- Infielder / Manager
- Born: April 9, 1872 Hartford, Connecticut, U.S.
- Died: January 21, 1900 (aged 27) Bridgeport, Connecticut, U.S.
- Batted: UnknownThrew: Unknown

MLB debut
- April 17, 1896, for the Washington Senators

Last MLB appearance
- June 15, 1897, for the Louisville Colonels

MLB statistics
- Batting average: .236
- Home runs: 3
- Runs batted in: 90
- Stats at Baseball Reference

Teams
- As player Washington Senators (1896); Louisville Colonels (1896–1897); As manager Louisville Colonels (1897);

= Jim Rogers (baseball) =

American baseball player and manager (1872–1900)

James F. Rogers (April 9, 1872 – January 21, 1900) was an American Major League Baseball player and manager born in Hartford, Connecticut. He was an infielder for two different Major League Baseball teams, the Washington Senators and the 1896 - Louisville Colonels.

==Career==
Jim began his major league career with the 1896 Washington Senators of the National League, and split time between second base and third, hitting .279, driving in 30 runs, in 38 games played. On July 3 of that year, the Senators traded him, along with Jack Crooks and $1000 to the Louisville Colonels, also of the National League, for John O'Brien.

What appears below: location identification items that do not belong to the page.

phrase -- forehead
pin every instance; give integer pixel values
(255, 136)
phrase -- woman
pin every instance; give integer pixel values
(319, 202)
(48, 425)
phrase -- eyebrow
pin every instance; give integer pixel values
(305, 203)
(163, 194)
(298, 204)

He hit .259 for Louisville that season, splitting his playing time at first base and second base. The following season, his last in the Majors, he began the season as player-manager, but was released on June 16, after 44 games and a 17–24 record. He signed the following day with the Pittsburgh Pirates, but did not play.

==Post-career==
Rogers died at the age of 27 in Bridgeport, Connecticut, and is interred at St. Michael's Cemetery in nearby Stratford. The cause of death was never released to the public. It was reported in the Jan 6, 1900, issue of The Sporting Life that Rogers death was caused by a brain injury sustained from being hit by a pitched ball earlier in his career.